For example, assume you work for two employers, making $72,600
from each. Each employer will deduct $4501.20 from your wages for Social Security, for a
total of $9002.40. But you were only supposed to pay the government half of that amount.
You get the other $4501.20 as a credit to reduce your income tax. Any excess over your tax
comes back to you as a refund.
Earned income credits
The earned income credit is a form of negative income tax. That
means that the credit can reduce your taxes below zero and the IRS pays you the
difference.
The amount of the credit you can claim depends on whether you
have one, more than one, or no qualifying children. For 1999, the parameters of the credit
are as below:
| No. of Children | Max. Credit | Earned Income | Credit Phaseout Begins | Complete Phaseout |
| 1 | $2,312 | $6,680 | $12,260 | $26,928 |
| 2 or more | $3,816 | $9,390 | $12,260 | $30,210 |
| None | $347 | $4,460 | $5,570 | $10,030 |
The earned income amount is the amount of earned income that's allowed and still
receives the full credit. The phaseout shows how much income you can earn before the
credit begins phasing out, and the final figure shows the annual income at which no credit
is allowed.
In order to claim the credit, you must have an eligible child or
meet other qualifications.

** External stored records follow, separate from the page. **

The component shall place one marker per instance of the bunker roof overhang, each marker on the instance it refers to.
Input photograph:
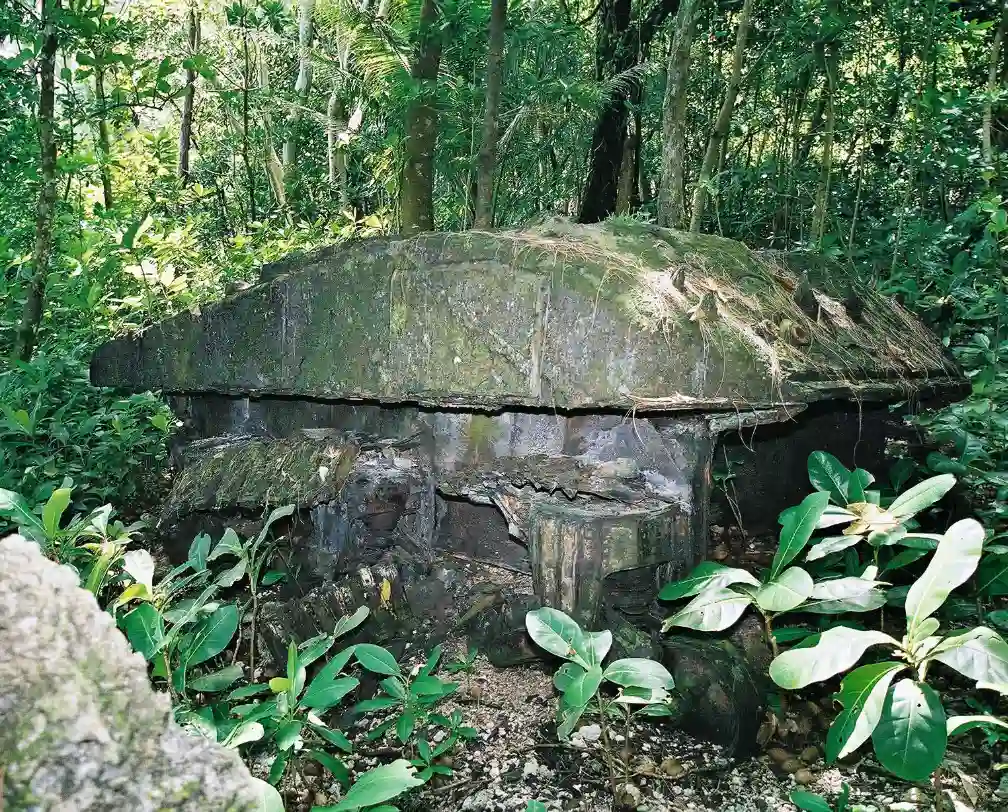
(558, 316)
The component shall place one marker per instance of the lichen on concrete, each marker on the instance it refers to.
(81, 727)
(616, 315)
(254, 472)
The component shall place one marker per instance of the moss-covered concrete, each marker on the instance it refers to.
(617, 315)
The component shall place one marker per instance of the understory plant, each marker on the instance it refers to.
(642, 685)
(721, 594)
(905, 718)
(91, 543)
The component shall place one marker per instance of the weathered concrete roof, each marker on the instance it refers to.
(558, 315)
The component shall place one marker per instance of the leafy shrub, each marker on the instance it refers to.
(905, 719)
(640, 682)
(54, 424)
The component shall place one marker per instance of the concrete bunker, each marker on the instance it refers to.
(548, 401)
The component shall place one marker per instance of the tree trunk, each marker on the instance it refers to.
(416, 195)
(724, 120)
(189, 99)
(31, 314)
(336, 126)
(302, 87)
(487, 171)
(246, 84)
(823, 189)
(104, 138)
(623, 42)
(274, 169)
(992, 85)
(671, 189)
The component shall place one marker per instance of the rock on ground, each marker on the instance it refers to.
(81, 727)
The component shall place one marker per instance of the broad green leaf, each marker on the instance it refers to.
(903, 558)
(244, 732)
(14, 507)
(278, 767)
(831, 517)
(921, 496)
(708, 574)
(377, 786)
(831, 544)
(212, 635)
(953, 563)
(584, 686)
(828, 474)
(351, 622)
(376, 659)
(558, 634)
(957, 725)
(838, 650)
(796, 531)
(809, 802)
(713, 611)
(324, 695)
(217, 680)
(267, 797)
(232, 575)
(636, 672)
(144, 630)
(287, 733)
(787, 591)
(910, 738)
(53, 511)
(632, 695)
(862, 693)
(275, 515)
(980, 654)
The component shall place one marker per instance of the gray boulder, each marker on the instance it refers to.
(81, 727)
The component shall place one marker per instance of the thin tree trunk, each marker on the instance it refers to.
(302, 87)
(823, 189)
(336, 125)
(416, 195)
(31, 314)
(246, 82)
(189, 99)
(671, 190)
(992, 85)
(720, 131)
(487, 171)
(104, 138)
(623, 43)
(274, 169)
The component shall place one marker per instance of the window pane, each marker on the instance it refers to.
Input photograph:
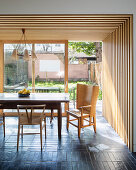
(15, 71)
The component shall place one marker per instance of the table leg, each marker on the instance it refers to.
(59, 121)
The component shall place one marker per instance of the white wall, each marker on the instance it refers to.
(76, 7)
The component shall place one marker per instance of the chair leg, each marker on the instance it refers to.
(41, 134)
(4, 124)
(22, 131)
(67, 120)
(18, 136)
(94, 120)
(51, 116)
(79, 127)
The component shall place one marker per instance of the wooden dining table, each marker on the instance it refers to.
(52, 101)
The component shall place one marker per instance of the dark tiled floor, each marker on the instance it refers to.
(103, 150)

While the qualifications are complicated, they're worth
pursuing, especially since the credit is designed to help low-income families where even a
few extra dollars can make a substantial difference in living standards.
Child care credit
If you incur expenses in connection with the care of your
children under age 13, or your spouse is physically or mentally unable to care for himself
or herself, you can get a tax credit for some of these expenses.

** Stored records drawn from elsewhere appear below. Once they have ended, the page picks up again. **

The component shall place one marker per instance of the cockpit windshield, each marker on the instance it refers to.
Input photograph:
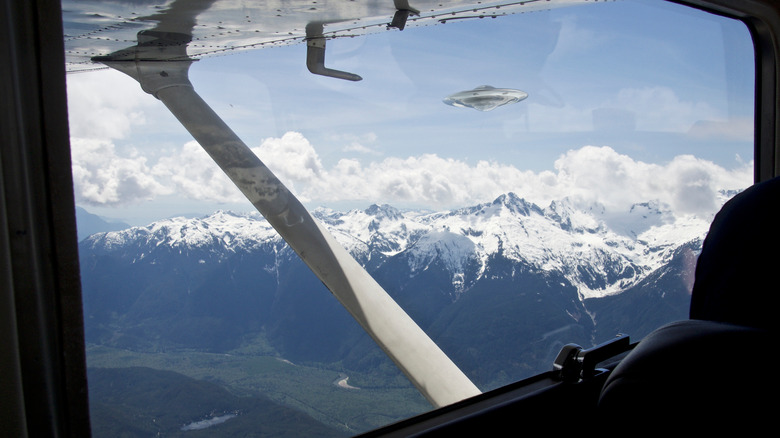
(571, 206)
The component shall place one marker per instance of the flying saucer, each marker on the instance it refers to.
(485, 98)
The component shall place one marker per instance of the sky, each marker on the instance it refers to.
(629, 101)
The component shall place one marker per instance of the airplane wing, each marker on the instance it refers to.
(97, 28)
(156, 44)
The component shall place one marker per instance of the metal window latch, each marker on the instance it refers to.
(575, 363)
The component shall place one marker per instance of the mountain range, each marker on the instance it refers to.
(500, 286)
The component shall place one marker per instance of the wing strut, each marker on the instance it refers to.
(429, 369)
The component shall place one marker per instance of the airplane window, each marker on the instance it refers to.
(515, 184)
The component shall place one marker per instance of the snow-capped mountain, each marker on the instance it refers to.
(501, 266)
(595, 258)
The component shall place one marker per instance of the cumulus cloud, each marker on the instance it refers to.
(102, 177)
(106, 107)
(587, 175)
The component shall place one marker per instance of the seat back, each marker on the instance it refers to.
(712, 371)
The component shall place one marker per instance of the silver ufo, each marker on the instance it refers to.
(485, 98)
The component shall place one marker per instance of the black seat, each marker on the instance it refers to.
(716, 369)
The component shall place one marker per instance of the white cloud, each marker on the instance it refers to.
(101, 177)
(106, 104)
(586, 175)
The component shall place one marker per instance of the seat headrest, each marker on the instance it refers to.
(737, 272)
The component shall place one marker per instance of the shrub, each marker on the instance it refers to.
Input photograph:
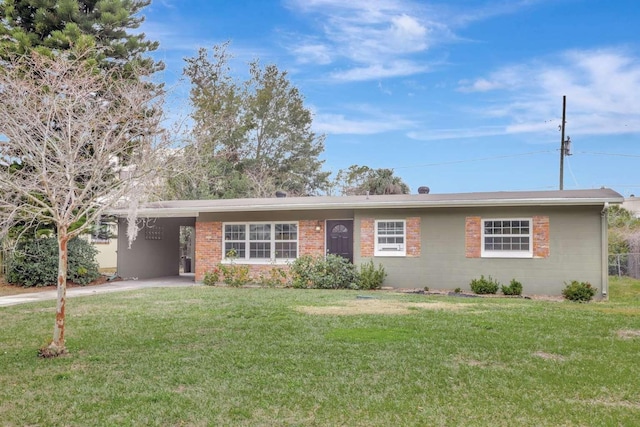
(301, 271)
(211, 277)
(235, 275)
(332, 272)
(371, 277)
(275, 276)
(35, 262)
(484, 286)
(514, 288)
(578, 291)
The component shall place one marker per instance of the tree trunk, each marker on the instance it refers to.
(57, 346)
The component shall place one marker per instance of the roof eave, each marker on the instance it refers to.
(194, 212)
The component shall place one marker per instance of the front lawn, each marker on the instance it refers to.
(222, 356)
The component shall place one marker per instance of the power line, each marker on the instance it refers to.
(475, 160)
(609, 154)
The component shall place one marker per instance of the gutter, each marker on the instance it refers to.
(604, 242)
(196, 210)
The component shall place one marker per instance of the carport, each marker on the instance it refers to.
(156, 252)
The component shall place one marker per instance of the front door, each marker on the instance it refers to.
(340, 238)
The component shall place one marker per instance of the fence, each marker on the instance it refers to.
(625, 265)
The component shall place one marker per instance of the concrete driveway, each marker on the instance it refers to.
(184, 280)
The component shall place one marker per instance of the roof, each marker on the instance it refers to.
(192, 208)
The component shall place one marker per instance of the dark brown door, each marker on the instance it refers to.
(340, 238)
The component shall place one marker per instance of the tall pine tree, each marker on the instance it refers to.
(60, 25)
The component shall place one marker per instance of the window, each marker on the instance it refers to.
(102, 232)
(390, 238)
(506, 238)
(261, 242)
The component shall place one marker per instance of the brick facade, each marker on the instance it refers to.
(473, 237)
(367, 236)
(540, 236)
(310, 240)
(414, 244)
(208, 250)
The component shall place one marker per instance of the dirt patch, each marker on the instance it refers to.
(609, 402)
(375, 306)
(549, 356)
(627, 334)
(8, 289)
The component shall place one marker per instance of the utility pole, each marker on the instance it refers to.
(564, 144)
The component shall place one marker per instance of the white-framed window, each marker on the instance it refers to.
(102, 232)
(391, 237)
(507, 238)
(260, 242)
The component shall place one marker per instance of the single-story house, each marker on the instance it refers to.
(443, 241)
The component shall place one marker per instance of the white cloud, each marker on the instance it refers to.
(364, 120)
(364, 36)
(601, 86)
(379, 71)
(368, 35)
(314, 53)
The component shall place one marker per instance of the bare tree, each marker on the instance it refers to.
(68, 131)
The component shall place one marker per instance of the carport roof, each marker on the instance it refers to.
(192, 208)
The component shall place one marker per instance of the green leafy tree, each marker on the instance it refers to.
(250, 138)
(359, 180)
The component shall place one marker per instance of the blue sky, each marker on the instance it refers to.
(459, 96)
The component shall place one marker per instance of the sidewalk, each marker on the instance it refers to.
(184, 280)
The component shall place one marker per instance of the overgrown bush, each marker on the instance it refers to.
(371, 277)
(235, 275)
(302, 271)
(484, 285)
(514, 288)
(579, 291)
(35, 262)
(275, 276)
(332, 272)
(211, 277)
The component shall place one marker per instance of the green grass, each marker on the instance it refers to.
(250, 357)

The credit is a percent of those qualifying expenses. It ranges
from 30% if your income is not more than $10,000 to 20% if your income is $28,000 or more.
The amount of qualifying expenses is capped at $2,400 for one child or $4,800 for two or
more. This means the maximum credit for a family with two or more children is $960 ($4,800
x 0.20).
While this credit isn't refundable, the definition of qualified
expenses makes this a credit to be enjoyed. Not only do direct child care expenses such as
day care or even babysitting qualify, but indirect expenses qualify as well. For example,
if I hire a day care and cleaning service to care for my children and clean my house so my
wife can work (or go to school for five months in the tax year), the cost of that cleaning
service is a qualifying expense. Give your spouse a reason to smile -- hire someone to
clean your house and get the IRS to help pay for it.
If you have a dependent care program at work, where dollars are
deducted from your compensation for child care expenses, those dollars reduce your
qualifying expenses. For example, if I reduce my wages by $2,000 for my dependent care
program, that $2,000 reduces my qualified expense maximums to $400 for one child or $2,800
for more than one ($2,400 -$2,000 or $4,800 - $2,000).
If you're in a tax bracket higher than 20%, putting these
dollars in a dependent care program usually saves you more money than taking the credit
directly. The program's dollars aren't taxed, but you lose them if you don't spend them.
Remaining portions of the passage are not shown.